O recuo dos investimentos em geral — setor público e privado — em 2012, que teve grande peso no fraco desempenho do PIB, mostrou que as empresas estão menos otimistas em relação ao crescimento futuro. Para este ano, o presidente da Federação das Indústrias do Estado de São Paulo (Fiesp), Paulo Skaf, prevê um cenário mais favorável, com dólar perto de R$ 2, custo de energia mais baixo, taxa básica de juros no menor patamar da história e início de resultados mais efetivos das desonerações de folha de pagamentos anunciadas pelo governo. Skaf destaca que é preciso acelerar os investimentos em infraestrutura para tornar o custo de logística mais competitivo.
— Há muitos desafios ainda.
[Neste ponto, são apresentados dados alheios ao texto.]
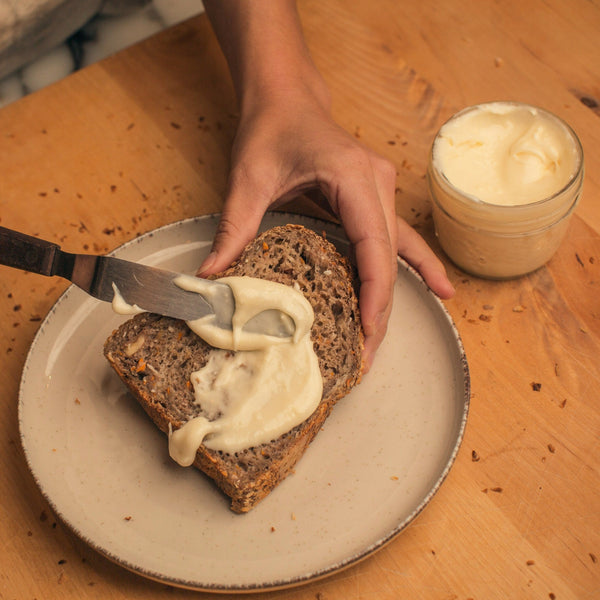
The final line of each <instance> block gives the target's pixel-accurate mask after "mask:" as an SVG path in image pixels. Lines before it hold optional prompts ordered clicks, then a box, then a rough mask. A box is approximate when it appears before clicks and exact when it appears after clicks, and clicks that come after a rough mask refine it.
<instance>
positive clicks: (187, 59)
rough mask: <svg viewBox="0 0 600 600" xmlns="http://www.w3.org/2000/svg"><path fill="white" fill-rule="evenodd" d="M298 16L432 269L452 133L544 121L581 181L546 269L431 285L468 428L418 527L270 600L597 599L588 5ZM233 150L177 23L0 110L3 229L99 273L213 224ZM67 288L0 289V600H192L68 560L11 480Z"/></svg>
mask: <svg viewBox="0 0 600 600" xmlns="http://www.w3.org/2000/svg"><path fill="white" fill-rule="evenodd" d="M300 11H301V16H302V20H303V23H304V26H305V31H306V37H307V40H308V43H309V46H310V48H311V51H312V53H313V56H314V59H315V61H316V63H317V65H318V67H319V68H320V69H321V71H322V73H323V74H324V76H325V78H326V79H327V81H328V83H329V85H330V88H331V91H332V93H333V98H334V112H335V117H336V118H337V120H338V121H339V122H340V124H342V125H343V126H344V127H345V128H346V129H347V130H348V131H350V132H352V133H353V134H354V135H356V136H357V137H359V138H360V139H361V140H362V141H363V142H364V143H365V144H368V145H370V146H371V147H372V148H374V149H375V150H376V151H378V152H380V153H381V154H383V155H385V156H387V157H389V158H390V159H391V160H393V161H394V163H395V164H396V165H397V168H398V191H397V208H398V211H399V212H400V213H401V214H402V215H404V216H405V217H406V218H407V219H408V220H409V221H410V222H411V223H413V224H414V225H415V227H417V228H418V230H419V231H421V232H422V233H423V235H424V236H425V237H426V238H427V239H428V240H429V241H430V243H431V244H432V245H433V247H434V249H435V250H436V251H437V252H438V253H439V254H440V256H443V254H442V252H441V251H440V250H439V247H438V246H437V245H436V242H435V239H434V236H433V234H432V223H431V218H430V204H429V200H428V198H427V192H426V186H425V180H424V173H425V167H426V160H427V151H428V148H429V145H430V143H431V141H432V137H433V135H434V133H435V131H436V130H437V128H438V127H439V126H440V124H441V123H442V122H443V121H444V120H445V119H446V118H448V117H449V116H450V115H451V114H452V113H454V112H455V111H457V110H458V109H460V108H462V107H464V106H466V105H470V104H475V103H478V102H482V101H489V100H508V99H510V100H520V101H525V102H530V103H532V104H537V105H540V106H543V107H545V108H547V109H549V110H551V111H553V112H555V113H556V114H558V115H560V116H561V117H563V118H564V119H566V120H567V121H568V122H569V123H570V124H571V125H572V126H573V128H574V129H575V130H576V131H577V132H578V134H579V136H580V138H581V141H582V143H583V146H584V150H585V156H586V163H587V172H586V179H585V185H584V196H583V199H582V201H581V203H580V205H579V207H578V209H577V213H576V215H575V217H574V219H573V220H572V224H571V226H570V231H569V233H568V237H567V239H566V240H565V242H564V243H563V244H562V246H561V248H560V249H559V251H558V253H557V254H556V256H555V257H554V258H553V259H552V260H551V262H550V263H549V264H548V265H547V266H546V267H544V268H542V269H540V270H538V271H537V272H535V273H533V274H531V275H529V276H526V277H523V278H521V279H518V280H514V281H507V282H492V281H485V280H481V279H477V278H474V277H471V276H468V275H466V274H465V273H463V272H461V271H460V270H459V269H457V268H456V267H454V266H453V265H452V264H450V263H448V262H447V265H448V269H449V274H450V277H451V279H452V281H453V282H454V284H455V286H456V288H457V294H456V297H455V298H454V299H453V300H451V301H448V302H446V306H447V307H448V309H449V311H450V313H451V314H452V316H453V318H454V320H455V322H456V324H457V327H458V329H459V332H460V335H461V336H462V339H463V342H464V345H465V348H466V352H467V356H468V359H469V363H470V368H471V378H472V404H471V412H470V416H469V422H468V426H467V431H466V435H465V438H464V442H463V445H462V447H461V450H460V453H459V455H458V458H457V461H456V463H455V465H454V468H453V469H452V471H451V473H450V475H449V477H448V478H447V480H446V482H445V483H444V485H443V486H442V488H441V490H440V491H439V493H438V494H437V495H436V496H435V498H434V500H433V501H432V502H431V504H430V505H429V506H428V508H427V509H426V510H425V511H424V512H423V514H422V515H420V516H419V518H418V519H417V520H416V521H415V522H414V523H413V524H412V525H411V526H410V527H409V528H408V529H407V530H405V531H404V532H403V533H402V534H401V535H400V536H399V537H397V539H395V540H394V541H393V542H392V543H391V544H390V545H389V546H387V547H386V548H384V549H383V550H381V551H380V552H378V553H377V554H376V555H374V556H373V557H371V558H369V559H367V560H366V561H364V562H362V563H360V564H358V565H355V566H354V567H352V568H350V569H348V570H346V571H344V572H341V573H338V574H336V575H334V576H332V577H330V578H328V579H325V580H322V581H318V582H314V583H312V584H309V585H306V586H305V587H301V588H297V589H292V590H288V591H282V592H278V593H274V594H272V595H270V596H268V597H277V598H284V599H292V598H293V599H294V600H296V599H298V600H309V599H310V600H315V599H320V600H358V599H361V600H368V599H377V600H385V599H390V600H391V599H397V598H419V599H425V598H432V599H450V598H457V599H461V600H462V599H467V598H474V599H482V598H485V599H491V598H502V599H505V598H540V599H544V598H556V599H557V600H563V599H567V598H577V599H580V600H581V599H586V598H587V599H590V600H591V599H592V598H598V597H600V502H599V500H598V492H599V491H600V486H599V483H600V480H599V477H598V469H599V466H600V437H599V434H600V417H599V412H600V391H599V390H600V176H599V173H600V168H599V167H600V108H599V107H598V101H599V100H600V83H599V82H600V50H599V45H598V32H599V31H600V5H599V4H598V2H594V1H589V0H572V1H570V2H565V1H562V2H561V1H560V0H531V1H528V2H522V1H516V0H506V1H504V2H491V1H488V0H481V1H479V2H470V1H467V0H447V1H446V2H432V1H428V0H422V1H420V2H402V3H400V2H396V1H395V0H379V1H378V2H371V1H369V0H360V1H355V2H352V3H348V2H345V1H344V0H326V1H324V2H323V1H316V0H303V1H301V2H300ZM235 126H236V105H235V100H234V96H233V92H232V87H231V84H230V81H229V78H228V75H227V71H226V65H225V63H224V60H223V58H222V56H221V54H220V51H219V49H218V46H217V44H216V42H215V39H214V37H213V34H212V31H211V29H210V27H209V25H208V22H207V20H206V19H205V18H204V17H199V18H194V19H192V20H191V21H189V22H187V23H184V24H182V25H180V26H177V27H175V28H173V29H170V30H167V31H165V32H163V33H161V34H159V35H157V36H155V37H153V38H151V39H150V40H148V41H145V42H142V43H140V44H138V45H136V46H134V47H132V48H130V49H128V50H126V51H124V52H121V53H119V54H117V55H116V56H114V57H111V58H109V59H107V60H105V61H103V62H101V63H98V64H95V65H93V66H91V67H89V68H87V69H85V70H83V71H81V72H78V73H76V74H74V75H72V76H70V77H68V78H67V79H65V80H63V81H61V82H59V83H58V84H56V85H54V86H51V87H49V88H46V89H44V90H43V91H40V92H38V93H36V94H33V95H31V96H28V97H26V98H24V99H22V100H20V101H19V102H17V103H15V104H13V105H9V106H8V107H6V108H4V109H2V110H0V187H1V193H0V223H1V224H2V225H4V226H7V227H12V228H15V229H19V230H22V231H25V232H29V233H32V234H36V235H39V236H41V237H45V238H47V239H51V240H56V241H57V242H59V243H61V244H62V245H63V247H65V248H66V249H69V250H70V251H80V252H96V253H101V252H105V251H108V250H111V249H112V248H114V247H116V246H117V245H119V244H121V243H122V242H125V241H126V240H129V239H131V238H133V237H135V236H136V235H139V234H141V233H143V232H145V231H148V230H150V229H153V228H155V227H157V226H160V225H163V224H165V223H169V222H172V221H175V220H178V219H182V218H185V217H189V216H193V215H198V214H203V213H210V212H215V211H218V210H219V208H220V206H221V200H222V196H223V191H224V184H225V177H226V173H227V164H228V154H229V149H230V145H231V140H232V136H233V134H234V131H235ZM444 260H446V259H444ZM65 288H66V284H64V283H63V282H61V281H59V280H56V279H46V278H42V277H39V276H35V275H25V274H23V273H21V272H19V271H16V270H11V269H7V268H4V267H2V268H0V314H1V315H2V323H3V324H2V326H1V328H0V361H1V362H0V365H1V367H0V372H1V373H2V377H1V378H0V390H1V392H0V398H1V402H0V432H1V433H0V465H1V466H0V598H3V599H4V598H6V599H10V600H12V599H18V600H21V599H28V598H39V599H41V598H43V599H45V600H46V599H54V598H61V599H65V598H78V599H96V598H98V599H102V600H106V599H108V598H114V599H122V598H123V599H124V598H127V599H129V600H131V599H135V598H144V599H145V600H148V599H149V598H174V597H177V598H187V597H190V598H191V597H200V598H205V597H208V596H209V595H208V594H203V593H199V594H198V593H192V592H188V591H183V590H174V589H172V588H169V586H166V585H163V584H160V583H155V582H151V581H148V580H145V579H143V578H141V577H139V576H137V575H134V574H131V573H129V572H127V571H125V570H124V569H122V568H120V567H118V566H115V565H113V564H112V563H110V562H108V561H107V560H105V559H103V558H102V557H100V556H99V555H97V554H96V553H95V552H93V551H92V550H89V549H88V548H87V547H86V546H83V545H82V544H78V543H76V542H75V541H74V540H73V538H72V536H71V535H70V534H69V533H68V531H67V530H66V529H65V528H64V527H63V526H62V525H61V524H60V523H58V524H57V522H56V519H55V518H54V516H53V514H52V512H51V511H50V510H49V507H48V506H47V505H46V503H45V501H44V500H43V498H42V496H41V495H40V493H39V491H38V489H37V488H36V486H35V484H34V482H33V480H32V477H31V475H30V474H29V472H28V470H27V467H26V463H25V459H24V456H23V453H22V449H21V447H20V442H19V432H18V424H17V395H18V386H19V379H20V375H21V370H22V367H23V364H24V360H25V357H26V354H27V351H28V348H29V346H30V344H31V342H32V340H33V337H34V334H35V333H36V330H37V328H38V327H39V323H40V320H41V319H42V318H43V317H44V315H45V314H46V313H47V312H48V310H49V309H50V308H51V306H52V305H53V303H54V302H55V301H56V299H57V298H58V297H59V295H60V294H61V292H62V291H63V290H64V289H65ZM252 597H255V596H252ZM256 597H257V598H258V597H265V596H261V595H256Z"/></svg>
Isso tudo sem falar na qualidade da educação — disse Skaf, que projeta avanço de 2,5% a 3% no PIB este ano.

Especialista em contas públicas, a professora Margarida Gutierrez, da Universidade Federal do Rio de Janeiro, considera que um dos entraves a investimentos é a falta de quadro qualificado no poder público, pessoal especializado para elaborar editais e engenheiros para acompanhar as obras. A seu ver, apesar das incertezas com relação ao pacote de concessões para obras de infraestrutura no país, se esses projetos forem bem-sucedidos, a economia crescerá:
— Este ano, a economia não vai passar de 3,5%. Os investimentos precisam maturar para elevar a capacidade produtiva e alavancar o PIB.

Entre as pastas responsáveis pelas obras de infraestrutura federais, o Ministério das Cidades foi o único a registrar alta nos investimentos em 2012, mas graças a uma manobra do governo, que passou a computar os subsídios ao programa Minha Casa, Minha Vida como investimento. Até 2011, esses gastos eram considerados de custeio. Com os subsídios transferidos do Tesouro ao Fundo de Arrendamento Residencial contabilizados como investimentos, a execução da pasta passou de 0,22% em 2011 para 0,32% do PIB em 2012.

Pelos dados do Tesouro, os investimentos totais do Orçamento passaram de 1,27% do PIB em 2011 para 1,36% em 2012, mas o crescimento decorre de aumento das despesas em pastas da área social, como o Ministério da Educação.
Para Flávio Castelo Branco, gerente executivo da Unidade de Política Econômica da Confederação Nacional da Indústria, o crescimento vigoroso virá com mais investimentos no país e na indústria.

Para o Ministério dos Transportes a redução de investimentos aconteceu por razões administrativas que ocorrem periodicamente. Entre elas, licitações não concluídas, devido a revisão de projetos, chuvas e necessidade de licenças ambientais. Já o Ministério do Planejamento destacou que os gastos totais com investimentos do Orçamento da União estão subindo e não comentou a baixa execução dos órgãos da área de infraestrutura.